The websocket should support all standard Gremlin tooling and uses GraphSONv3 serialisation for communication. To connect a tool like gremlinpython we can do something similar to gafferpy. First import the required libraries (many of these will be needed later for queries):

from gremlin_python.process.anonymous_traversal import traversal
from gremlin_python.driver.driver_remote_connection import DriverRemoteConnection
from gremlin_python.driver.serializer import GraphSONSerializersV3d0
from gremlin_python.process.graph_traversal import __

We can then establish a connection to the Gremlin server and save the reference (typically called g):

# Setup a connection with the REST API running on localhost
g = traversal().with_remote(DriverRemoteConnection('ws://localhost:8080/gremlin', 'g', message_serializer=GraphSONSerializersV3d0()))

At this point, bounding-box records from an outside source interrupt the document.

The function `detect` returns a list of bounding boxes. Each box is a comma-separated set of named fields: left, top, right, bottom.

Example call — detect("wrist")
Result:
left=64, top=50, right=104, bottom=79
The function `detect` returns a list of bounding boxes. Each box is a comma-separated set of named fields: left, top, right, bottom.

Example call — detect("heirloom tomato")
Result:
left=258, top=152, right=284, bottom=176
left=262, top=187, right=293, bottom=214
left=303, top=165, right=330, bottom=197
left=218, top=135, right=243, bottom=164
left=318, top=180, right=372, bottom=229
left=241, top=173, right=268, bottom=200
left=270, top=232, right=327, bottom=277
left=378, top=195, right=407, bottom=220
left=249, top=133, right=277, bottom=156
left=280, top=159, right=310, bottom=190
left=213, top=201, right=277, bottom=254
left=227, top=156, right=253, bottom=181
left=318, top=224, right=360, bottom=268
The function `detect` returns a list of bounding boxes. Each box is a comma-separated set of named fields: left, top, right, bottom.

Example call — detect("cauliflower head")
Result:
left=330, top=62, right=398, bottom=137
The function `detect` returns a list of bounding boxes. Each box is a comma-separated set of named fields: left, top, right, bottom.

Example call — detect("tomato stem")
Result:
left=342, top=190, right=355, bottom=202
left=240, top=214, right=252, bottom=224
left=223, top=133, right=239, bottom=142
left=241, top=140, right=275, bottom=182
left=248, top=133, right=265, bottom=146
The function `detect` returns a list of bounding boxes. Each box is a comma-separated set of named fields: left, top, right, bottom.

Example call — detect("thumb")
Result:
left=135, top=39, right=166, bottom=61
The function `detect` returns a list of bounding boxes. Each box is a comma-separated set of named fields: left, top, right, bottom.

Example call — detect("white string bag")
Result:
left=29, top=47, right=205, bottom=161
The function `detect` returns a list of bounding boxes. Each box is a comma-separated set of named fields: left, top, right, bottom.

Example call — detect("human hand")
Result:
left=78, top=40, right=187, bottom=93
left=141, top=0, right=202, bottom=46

Now that we have the traversal reference this can be used to spawn graph traversals and get results back.

REST API Endpoints

The Gremlin endpoints provide a similar interface to running Gaffer Operations. They accept a plaintext Gremlin Groovy or OpenCypher query and will return the results in GraphSONv3 format.

The two endpoints are:

  • /rest/gremlin/execute - Runs a Gremlin Groovy script and outputs the result as GraphSONv3 JSON.
  • /rest/gremlin/cypher/execute - Translates a Cypher query to Gremlin and executes it returning a GraphSONv3 JSON result. Note will always append a .toList() to the translation.

A query can be submitted via the Swagger UI or simple POST request such as:

curl -X 'POST' \
  'http://localhost:8080/rest/gremlin/execute' \
  -H 'accept: application/x-ndjson' \
  -H 'Content-Type: text/plain' \
  -d 'g.V().hasLabel('\''something'\'').toList()'

You can also utilise Gafferpy to connect and run queries using the endpoints.

from gafferpy import gaffer_connector

gc = gaffer_connector.GafferConnector("http://localhost:8080/rest")

# Execute and return gremlin
gremlin_result = gc.execute_gremlin("g.V('1').toList()")

# Execute and return cypher
cypher_result = gc.execute_cypher("MATCH (n) WHERE ID(n) = '1' RETURN n")